Let $p$ be a prime, and let $D$ be a quadratic residue modulo $p$. Show that for some $1\leq k\leq |D|$, there exists an integer pair $(x,y)$ that solve $x^2-Dy^2 = kp$
I have managed to prove this for $D < 0$: Since $\left(\frac{D}{p}\right) = 1$, there exists $x$ such that $x^2\equiv D\mod{p}$. Look at all the numbers of the form $t + xs$, $0\leq t,s < \sqrt{p}$. There are $(\lfloor{\sqrt{p}}\rfloor+1)^2$ such pairings, and since $(\lfloor{\sqrt{p}}\rfloor+1)^2 > p$, we get that there exists $s,t,t',s'$ such that $t + xs \equiv t' + xs' \mod{p}$ (the pigeonhole principle). Let $a = t-t', b = s'-s$. Then $a \equiv xb\mod{p}$.
Now, since, $t,t'<\sqrt{p}$, then $|t-t'|<\sqrt{p}$, and therefore $a^2 < p$, and the same holds for $b$. From this, we conclude that $a^2 -Db^2 < (1-D)p = (1+|D|)p$. Also, since $D < 0$, we get that $a^2 - Db^2 > 0$. Also, we notice that $$ a^2 -Db^2 \equiv x^2b^2 - Db^2 = b^2(x^2 - D) \equiv 0\mod{p} $$ To sum up, we get that $0 < a^2-Db^2 < (1+|D|)p$, and also $p$ is a divisor of $a^2-Db^2$, and therefore for some $1\leq k\leq |D|$, $a^2-Db^2 =kp$, as needed.
I am having trouble to use the same method when $D > 0$. The problem occurs when I state that $a^2 - Db^2 > 0$, where it is not necessarily true for $D>0$. Or is it? Can I use the same method for $D > 0$?

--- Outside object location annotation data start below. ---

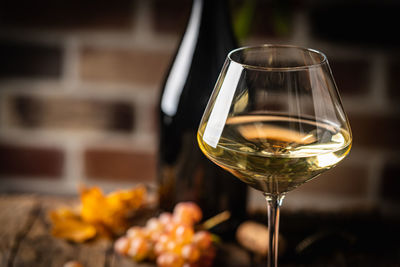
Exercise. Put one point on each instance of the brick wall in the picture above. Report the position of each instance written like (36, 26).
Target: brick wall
(79, 86)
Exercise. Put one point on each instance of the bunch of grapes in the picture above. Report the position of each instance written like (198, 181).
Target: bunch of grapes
(170, 239)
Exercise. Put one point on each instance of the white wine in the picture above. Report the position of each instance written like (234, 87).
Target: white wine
(274, 153)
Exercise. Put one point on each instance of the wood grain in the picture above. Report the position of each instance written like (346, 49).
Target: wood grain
(16, 216)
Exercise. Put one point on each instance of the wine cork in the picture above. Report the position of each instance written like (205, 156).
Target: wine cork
(254, 237)
(72, 264)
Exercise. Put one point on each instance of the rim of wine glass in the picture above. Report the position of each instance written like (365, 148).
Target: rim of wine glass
(302, 67)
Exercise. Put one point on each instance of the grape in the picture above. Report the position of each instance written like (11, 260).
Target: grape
(202, 239)
(165, 218)
(139, 248)
(122, 245)
(154, 229)
(187, 213)
(169, 259)
(191, 253)
(161, 244)
(73, 264)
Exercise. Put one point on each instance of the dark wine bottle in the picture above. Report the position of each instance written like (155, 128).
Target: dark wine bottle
(184, 173)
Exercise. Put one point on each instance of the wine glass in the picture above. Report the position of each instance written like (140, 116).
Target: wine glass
(275, 120)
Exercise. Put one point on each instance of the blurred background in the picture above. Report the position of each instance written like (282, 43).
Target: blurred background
(80, 84)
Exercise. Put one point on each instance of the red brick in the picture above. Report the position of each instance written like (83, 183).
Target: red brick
(342, 180)
(112, 164)
(170, 16)
(123, 65)
(351, 76)
(356, 22)
(69, 113)
(375, 131)
(271, 20)
(19, 59)
(67, 15)
(393, 79)
(30, 161)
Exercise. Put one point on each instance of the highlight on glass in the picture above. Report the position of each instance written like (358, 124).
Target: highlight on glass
(275, 121)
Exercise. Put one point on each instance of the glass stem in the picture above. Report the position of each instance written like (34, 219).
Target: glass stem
(273, 203)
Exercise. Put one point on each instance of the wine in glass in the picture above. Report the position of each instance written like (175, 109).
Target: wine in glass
(275, 120)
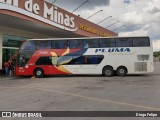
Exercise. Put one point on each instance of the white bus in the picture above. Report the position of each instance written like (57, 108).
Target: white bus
(106, 56)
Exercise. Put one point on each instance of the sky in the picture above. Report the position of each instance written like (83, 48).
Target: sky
(140, 17)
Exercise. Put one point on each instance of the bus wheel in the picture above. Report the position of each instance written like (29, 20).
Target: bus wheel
(38, 73)
(108, 71)
(121, 71)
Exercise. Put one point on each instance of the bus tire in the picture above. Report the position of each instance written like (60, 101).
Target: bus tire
(108, 71)
(38, 72)
(121, 71)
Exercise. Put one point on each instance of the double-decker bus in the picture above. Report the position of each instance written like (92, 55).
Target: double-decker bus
(106, 56)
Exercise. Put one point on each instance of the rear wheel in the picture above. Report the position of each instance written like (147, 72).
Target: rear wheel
(108, 71)
(39, 73)
(121, 71)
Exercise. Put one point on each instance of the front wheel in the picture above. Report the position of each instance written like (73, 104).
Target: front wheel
(39, 73)
(121, 71)
(108, 71)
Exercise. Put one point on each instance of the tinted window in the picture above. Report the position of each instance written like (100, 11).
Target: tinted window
(24, 57)
(61, 44)
(30, 45)
(141, 42)
(91, 43)
(94, 59)
(43, 44)
(107, 43)
(75, 44)
(124, 42)
(44, 61)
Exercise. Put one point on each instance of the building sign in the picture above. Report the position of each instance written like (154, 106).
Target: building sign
(93, 30)
(42, 11)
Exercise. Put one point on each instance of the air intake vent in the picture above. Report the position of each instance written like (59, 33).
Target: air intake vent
(141, 66)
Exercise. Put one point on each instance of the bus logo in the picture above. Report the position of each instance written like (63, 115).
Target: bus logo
(111, 50)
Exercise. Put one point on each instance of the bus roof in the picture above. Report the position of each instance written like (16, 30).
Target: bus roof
(87, 38)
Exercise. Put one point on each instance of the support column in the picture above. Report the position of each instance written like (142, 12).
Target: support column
(1, 40)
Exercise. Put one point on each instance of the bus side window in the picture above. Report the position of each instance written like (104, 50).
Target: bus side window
(29, 45)
(141, 42)
(61, 44)
(107, 42)
(93, 43)
(75, 44)
(124, 42)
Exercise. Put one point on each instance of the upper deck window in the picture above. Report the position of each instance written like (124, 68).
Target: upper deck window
(124, 42)
(59, 44)
(107, 42)
(141, 42)
(43, 44)
(75, 44)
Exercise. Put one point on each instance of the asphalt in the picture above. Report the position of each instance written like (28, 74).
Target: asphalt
(81, 93)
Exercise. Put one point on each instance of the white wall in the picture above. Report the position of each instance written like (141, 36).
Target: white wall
(1, 50)
(17, 32)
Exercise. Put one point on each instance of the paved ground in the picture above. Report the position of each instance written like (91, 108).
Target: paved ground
(81, 93)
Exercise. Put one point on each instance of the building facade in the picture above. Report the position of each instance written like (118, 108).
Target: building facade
(27, 19)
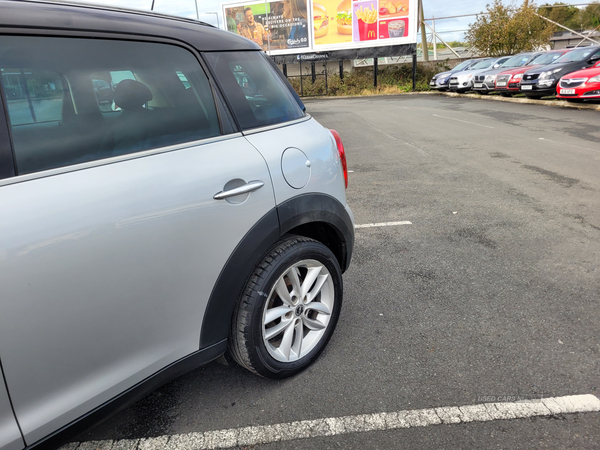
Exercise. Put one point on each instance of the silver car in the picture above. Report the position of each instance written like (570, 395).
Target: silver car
(165, 199)
(464, 81)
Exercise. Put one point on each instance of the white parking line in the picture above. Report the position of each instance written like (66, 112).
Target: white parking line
(351, 424)
(463, 121)
(383, 224)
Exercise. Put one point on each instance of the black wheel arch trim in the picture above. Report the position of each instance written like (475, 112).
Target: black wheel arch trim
(311, 215)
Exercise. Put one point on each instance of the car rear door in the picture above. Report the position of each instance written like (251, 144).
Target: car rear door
(108, 257)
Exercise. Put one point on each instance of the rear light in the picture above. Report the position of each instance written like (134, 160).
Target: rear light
(342, 152)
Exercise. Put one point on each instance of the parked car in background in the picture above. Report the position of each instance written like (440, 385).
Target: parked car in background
(580, 85)
(463, 81)
(542, 81)
(206, 213)
(507, 82)
(485, 82)
(440, 80)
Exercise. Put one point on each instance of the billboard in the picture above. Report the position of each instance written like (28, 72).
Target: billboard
(302, 26)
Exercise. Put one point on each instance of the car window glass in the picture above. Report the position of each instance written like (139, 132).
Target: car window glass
(463, 65)
(76, 100)
(575, 55)
(482, 65)
(255, 91)
(33, 96)
(545, 58)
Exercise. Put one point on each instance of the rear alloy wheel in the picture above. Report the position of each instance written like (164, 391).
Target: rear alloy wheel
(289, 309)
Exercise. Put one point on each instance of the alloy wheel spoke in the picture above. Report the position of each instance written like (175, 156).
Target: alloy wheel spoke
(298, 338)
(286, 343)
(318, 285)
(311, 276)
(313, 324)
(276, 313)
(292, 274)
(321, 308)
(282, 292)
(270, 333)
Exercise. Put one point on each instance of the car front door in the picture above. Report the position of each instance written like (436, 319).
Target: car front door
(108, 257)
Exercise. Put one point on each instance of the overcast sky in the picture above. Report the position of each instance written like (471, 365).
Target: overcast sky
(449, 29)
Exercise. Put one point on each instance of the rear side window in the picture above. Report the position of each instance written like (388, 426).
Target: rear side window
(255, 91)
(73, 100)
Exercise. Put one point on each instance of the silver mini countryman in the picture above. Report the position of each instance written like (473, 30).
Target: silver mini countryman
(164, 199)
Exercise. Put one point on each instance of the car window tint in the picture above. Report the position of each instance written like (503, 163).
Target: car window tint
(256, 93)
(76, 100)
(33, 96)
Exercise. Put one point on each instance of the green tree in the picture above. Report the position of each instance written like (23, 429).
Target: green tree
(506, 31)
(590, 16)
(566, 15)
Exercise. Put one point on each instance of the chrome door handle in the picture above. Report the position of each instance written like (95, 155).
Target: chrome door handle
(248, 187)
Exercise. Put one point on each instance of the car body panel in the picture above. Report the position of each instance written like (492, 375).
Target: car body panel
(110, 253)
(321, 162)
(10, 435)
(532, 83)
(122, 272)
(579, 83)
(512, 81)
(486, 81)
(463, 81)
(440, 80)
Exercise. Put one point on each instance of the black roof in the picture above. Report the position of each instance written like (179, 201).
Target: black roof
(54, 15)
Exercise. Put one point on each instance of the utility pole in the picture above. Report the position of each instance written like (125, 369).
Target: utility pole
(423, 32)
(433, 38)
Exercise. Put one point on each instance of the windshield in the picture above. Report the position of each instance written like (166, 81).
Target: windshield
(577, 55)
(516, 61)
(463, 65)
(546, 58)
(481, 65)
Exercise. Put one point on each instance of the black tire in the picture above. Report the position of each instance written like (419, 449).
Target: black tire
(249, 343)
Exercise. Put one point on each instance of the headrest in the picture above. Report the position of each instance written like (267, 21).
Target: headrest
(131, 94)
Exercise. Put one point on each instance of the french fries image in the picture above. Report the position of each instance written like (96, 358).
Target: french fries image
(368, 15)
(392, 7)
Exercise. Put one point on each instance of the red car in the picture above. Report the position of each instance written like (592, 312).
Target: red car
(580, 85)
(507, 82)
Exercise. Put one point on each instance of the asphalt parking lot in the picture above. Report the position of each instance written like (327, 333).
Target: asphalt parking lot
(490, 291)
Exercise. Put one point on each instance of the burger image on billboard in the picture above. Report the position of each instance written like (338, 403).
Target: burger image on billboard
(320, 20)
(343, 17)
(396, 28)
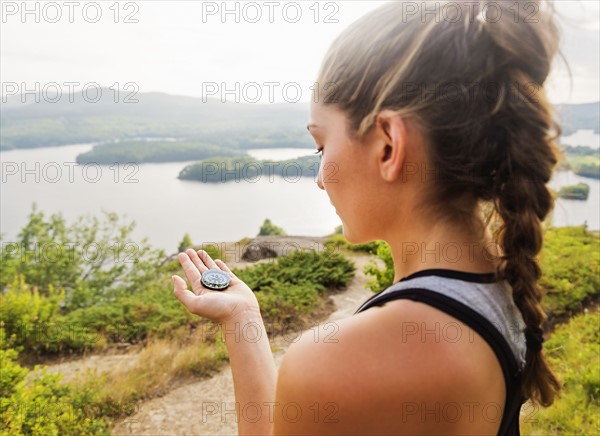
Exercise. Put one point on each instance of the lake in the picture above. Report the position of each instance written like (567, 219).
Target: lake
(165, 208)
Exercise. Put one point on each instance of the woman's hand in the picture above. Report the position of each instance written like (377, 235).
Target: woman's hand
(227, 305)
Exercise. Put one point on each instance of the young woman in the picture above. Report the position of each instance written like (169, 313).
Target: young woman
(436, 137)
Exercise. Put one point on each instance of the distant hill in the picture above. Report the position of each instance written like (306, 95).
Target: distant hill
(585, 116)
(157, 115)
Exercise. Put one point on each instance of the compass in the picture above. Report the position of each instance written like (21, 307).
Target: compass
(215, 279)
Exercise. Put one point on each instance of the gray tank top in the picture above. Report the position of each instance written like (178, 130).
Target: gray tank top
(484, 304)
(492, 300)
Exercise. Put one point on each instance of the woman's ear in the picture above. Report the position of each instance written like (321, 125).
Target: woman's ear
(392, 136)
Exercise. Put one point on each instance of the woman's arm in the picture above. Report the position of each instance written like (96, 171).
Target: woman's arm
(254, 372)
(237, 311)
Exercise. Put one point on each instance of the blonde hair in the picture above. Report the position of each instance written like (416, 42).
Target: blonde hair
(498, 148)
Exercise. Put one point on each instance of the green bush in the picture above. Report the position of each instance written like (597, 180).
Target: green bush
(268, 228)
(25, 315)
(570, 262)
(42, 404)
(573, 352)
(91, 260)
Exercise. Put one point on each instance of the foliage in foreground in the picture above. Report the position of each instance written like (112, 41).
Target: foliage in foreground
(573, 351)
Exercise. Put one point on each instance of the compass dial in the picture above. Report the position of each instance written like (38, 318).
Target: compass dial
(215, 279)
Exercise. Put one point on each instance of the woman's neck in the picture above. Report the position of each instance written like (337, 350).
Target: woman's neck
(425, 246)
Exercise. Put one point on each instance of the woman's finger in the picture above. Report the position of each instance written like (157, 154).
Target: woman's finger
(196, 260)
(191, 272)
(183, 294)
(204, 256)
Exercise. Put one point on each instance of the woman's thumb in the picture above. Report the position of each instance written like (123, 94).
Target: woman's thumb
(183, 294)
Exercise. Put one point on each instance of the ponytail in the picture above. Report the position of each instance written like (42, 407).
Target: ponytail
(499, 151)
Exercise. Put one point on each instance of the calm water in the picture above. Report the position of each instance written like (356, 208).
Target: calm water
(165, 208)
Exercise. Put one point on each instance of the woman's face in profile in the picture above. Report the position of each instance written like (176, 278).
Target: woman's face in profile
(345, 170)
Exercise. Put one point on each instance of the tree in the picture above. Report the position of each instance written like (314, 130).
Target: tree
(269, 228)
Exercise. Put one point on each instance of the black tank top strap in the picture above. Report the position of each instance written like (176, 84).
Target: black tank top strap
(509, 425)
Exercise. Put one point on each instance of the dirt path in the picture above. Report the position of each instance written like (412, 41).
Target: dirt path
(207, 407)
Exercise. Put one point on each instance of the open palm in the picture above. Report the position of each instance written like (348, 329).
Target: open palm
(218, 306)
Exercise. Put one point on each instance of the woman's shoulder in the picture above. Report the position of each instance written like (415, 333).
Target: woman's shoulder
(402, 364)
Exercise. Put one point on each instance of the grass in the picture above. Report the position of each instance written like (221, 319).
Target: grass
(573, 351)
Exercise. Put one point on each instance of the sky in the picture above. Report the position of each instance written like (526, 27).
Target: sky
(256, 52)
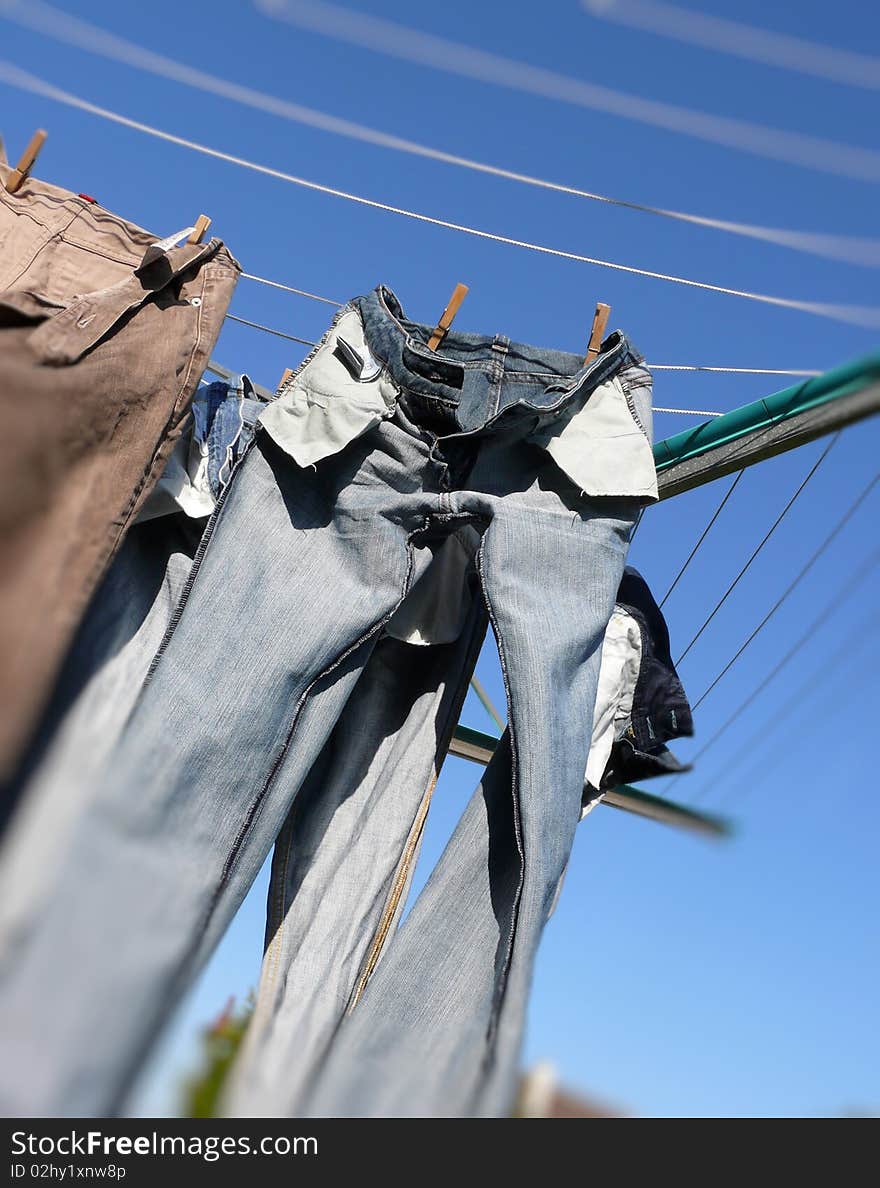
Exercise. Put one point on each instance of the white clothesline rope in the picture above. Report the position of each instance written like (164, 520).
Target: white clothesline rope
(854, 315)
(50, 21)
(687, 412)
(677, 367)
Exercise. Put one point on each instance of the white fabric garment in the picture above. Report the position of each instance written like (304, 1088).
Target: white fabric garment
(322, 406)
(618, 676)
(601, 446)
(184, 484)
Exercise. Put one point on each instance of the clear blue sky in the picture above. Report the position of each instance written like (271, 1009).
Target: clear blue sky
(678, 977)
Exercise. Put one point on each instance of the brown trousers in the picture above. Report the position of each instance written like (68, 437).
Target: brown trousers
(102, 342)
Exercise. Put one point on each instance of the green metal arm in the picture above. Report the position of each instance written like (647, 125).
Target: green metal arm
(479, 747)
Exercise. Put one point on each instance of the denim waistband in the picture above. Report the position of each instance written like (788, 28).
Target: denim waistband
(476, 379)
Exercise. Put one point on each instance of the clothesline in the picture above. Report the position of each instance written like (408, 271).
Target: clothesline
(764, 541)
(50, 21)
(21, 80)
(657, 408)
(677, 367)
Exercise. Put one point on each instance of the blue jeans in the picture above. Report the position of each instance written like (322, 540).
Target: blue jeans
(378, 448)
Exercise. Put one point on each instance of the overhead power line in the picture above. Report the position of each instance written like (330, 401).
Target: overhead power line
(343, 24)
(842, 595)
(793, 585)
(764, 541)
(761, 45)
(14, 76)
(702, 537)
(818, 682)
(50, 21)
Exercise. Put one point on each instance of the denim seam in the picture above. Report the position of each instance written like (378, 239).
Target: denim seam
(393, 897)
(517, 809)
(280, 908)
(285, 747)
(422, 348)
(449, 724)
(176, 614)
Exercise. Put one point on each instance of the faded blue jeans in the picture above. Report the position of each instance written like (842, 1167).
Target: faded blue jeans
(378, 446)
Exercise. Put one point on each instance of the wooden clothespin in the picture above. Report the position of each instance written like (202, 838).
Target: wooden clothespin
(26, 160)
(197, 234)
(445, 320)
(600, 321)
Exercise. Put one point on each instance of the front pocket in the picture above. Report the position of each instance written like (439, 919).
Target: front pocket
(325, 405)
(603, 444)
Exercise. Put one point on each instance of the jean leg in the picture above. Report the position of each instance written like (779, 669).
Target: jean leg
(297, 572)
(344, 859)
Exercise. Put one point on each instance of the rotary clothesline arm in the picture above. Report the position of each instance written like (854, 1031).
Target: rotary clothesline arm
(479, 747)
(776, 423)
(734, 441)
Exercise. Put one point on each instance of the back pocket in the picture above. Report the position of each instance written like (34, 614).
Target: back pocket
(337, 395)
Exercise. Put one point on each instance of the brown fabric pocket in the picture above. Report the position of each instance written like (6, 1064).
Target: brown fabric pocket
(64, 337)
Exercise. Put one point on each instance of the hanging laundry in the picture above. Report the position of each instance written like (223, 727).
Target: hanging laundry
(102, 342)
(344, 859)
(374, 449)
(112, 653)
(640, 702)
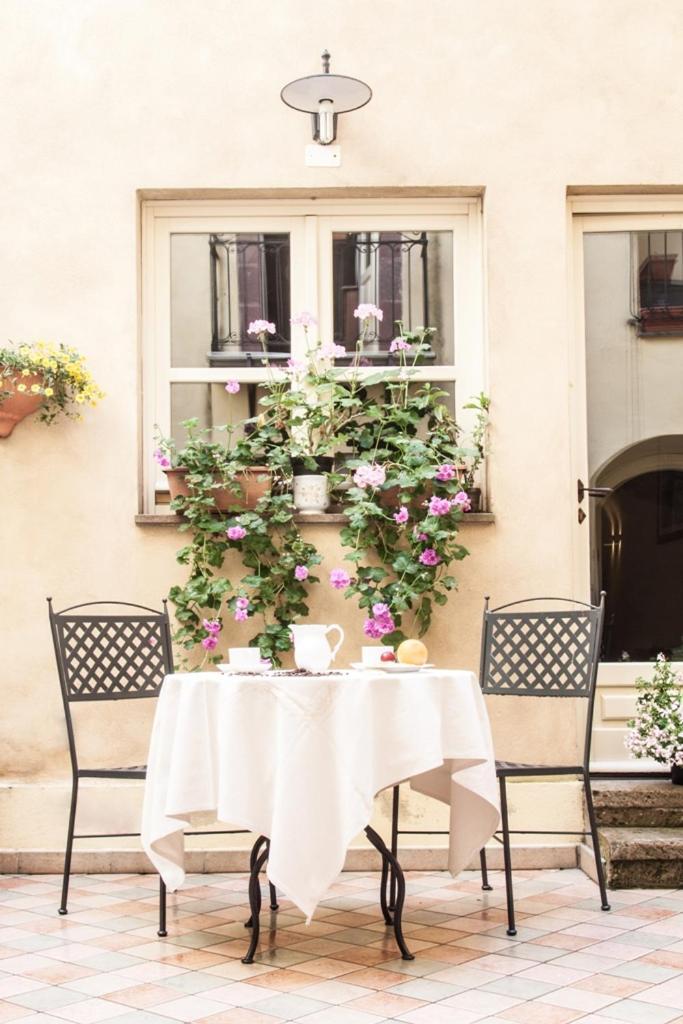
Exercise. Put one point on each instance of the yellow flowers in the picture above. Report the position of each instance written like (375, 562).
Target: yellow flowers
(59, 376)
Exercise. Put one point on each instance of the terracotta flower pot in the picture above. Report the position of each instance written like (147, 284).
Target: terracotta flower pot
(255, 483)
(19, 403)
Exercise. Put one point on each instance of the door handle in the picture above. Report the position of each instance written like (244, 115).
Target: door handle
(583, 491)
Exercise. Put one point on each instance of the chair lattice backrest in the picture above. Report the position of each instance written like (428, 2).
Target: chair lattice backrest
(112, 656)
(541, 652)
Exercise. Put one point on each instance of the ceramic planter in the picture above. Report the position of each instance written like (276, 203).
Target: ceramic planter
(311, 493)
(18, 404)
(255, 483)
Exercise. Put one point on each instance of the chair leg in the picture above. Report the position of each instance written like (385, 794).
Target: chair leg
(274, 905)
(484, 870)
(394, 848)
(381, 847)
(70, 846)
(507, 857)
(255, 904)
(162, 933)
(271, 888)
(253, 857)
(596, 845)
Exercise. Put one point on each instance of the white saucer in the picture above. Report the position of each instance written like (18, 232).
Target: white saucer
(389, 667)
(229, 670)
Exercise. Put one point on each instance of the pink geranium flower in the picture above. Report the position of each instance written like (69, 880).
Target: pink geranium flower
(261, 327)
(462, 499)
(303, 320)
(445, 472)
(329, 350)
(366, 310)
(340, 579)
(398, 345)
(162, 459)
(372, 629)
(438, 506)
(370, 475)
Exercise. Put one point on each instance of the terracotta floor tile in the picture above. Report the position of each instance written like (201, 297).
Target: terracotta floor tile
(240, 1015)
(611, 985)
(142, 995)
(384, 1004)
(325, 967)
(373, 978)
(457, 932)
(286, 980)
(360, 954)
(9, 1012)
(541, 1013)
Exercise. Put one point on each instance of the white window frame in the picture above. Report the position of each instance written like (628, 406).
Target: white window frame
(310, 224)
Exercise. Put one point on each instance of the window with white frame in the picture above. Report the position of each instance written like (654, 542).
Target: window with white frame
(209, 268)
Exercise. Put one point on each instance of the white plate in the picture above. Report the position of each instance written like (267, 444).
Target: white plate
(389, 667)
(229, 670)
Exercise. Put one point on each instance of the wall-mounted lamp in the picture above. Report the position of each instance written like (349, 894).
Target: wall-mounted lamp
(325, 96)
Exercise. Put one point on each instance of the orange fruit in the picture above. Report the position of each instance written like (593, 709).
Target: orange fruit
(412, 652)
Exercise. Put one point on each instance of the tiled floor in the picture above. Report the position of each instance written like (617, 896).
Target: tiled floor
(569, 961)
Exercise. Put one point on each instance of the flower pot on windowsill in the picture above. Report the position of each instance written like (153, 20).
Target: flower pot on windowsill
(17, 404)
(310, 491)
(254, 482)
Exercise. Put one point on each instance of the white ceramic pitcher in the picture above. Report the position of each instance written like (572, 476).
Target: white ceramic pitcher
(311, 649)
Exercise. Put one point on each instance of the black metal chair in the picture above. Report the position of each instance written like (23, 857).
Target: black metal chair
(552, 653)
(111, 656)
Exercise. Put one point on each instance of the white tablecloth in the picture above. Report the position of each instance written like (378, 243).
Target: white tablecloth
(300, 759)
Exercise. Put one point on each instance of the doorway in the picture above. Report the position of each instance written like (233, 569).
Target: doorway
(641, 567)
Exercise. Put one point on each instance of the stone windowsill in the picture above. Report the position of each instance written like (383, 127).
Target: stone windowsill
(326, 518)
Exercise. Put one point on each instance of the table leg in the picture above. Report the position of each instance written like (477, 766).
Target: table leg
(255, 903)
(388, 857)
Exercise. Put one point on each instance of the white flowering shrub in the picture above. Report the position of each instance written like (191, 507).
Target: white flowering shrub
(656, 731)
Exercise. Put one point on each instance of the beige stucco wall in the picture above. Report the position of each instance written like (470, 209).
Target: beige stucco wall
(102, 98)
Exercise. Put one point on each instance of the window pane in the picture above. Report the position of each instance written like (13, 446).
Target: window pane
(659, 263)
(212, 406)
(409, 274)
(220, 284)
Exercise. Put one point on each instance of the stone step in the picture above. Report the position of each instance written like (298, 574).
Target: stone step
(649, 804)
(642, 858)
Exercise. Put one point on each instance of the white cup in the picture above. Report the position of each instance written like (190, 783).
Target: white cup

The discriminant of $x^2 - D y^2$ is $\Delta = 4 D.$ With $D > 0$ this is positive. I'm assuming $D$ is not a square. With $p$ an odd prime that does not divide $D,$ and $(4D|p) = 1,$ there is some primitive quadratic form that represents $p,$ of the same discriminant. That is, $a x^2 + b xy + c y^2,$ with $\Delta = b^2 - 4 a c.$
We are permitted to demand the form reduced in the sense of Lagrange and Gauss. this is equivalent to $$ ac <0 , \; \; \; b > |a+c|. $$ Since $4D = b^2 - 4 a c > 4|ac|,$ we get $$ |ac| < D. $$ With both $|a|, |c| \geq 1$ we get $|a|, |c| \leq D.$ One of $a,c$ is positive, take $k$ equal to that one. By Gauss composition of the form with its opposite, the principal form represents $kp.$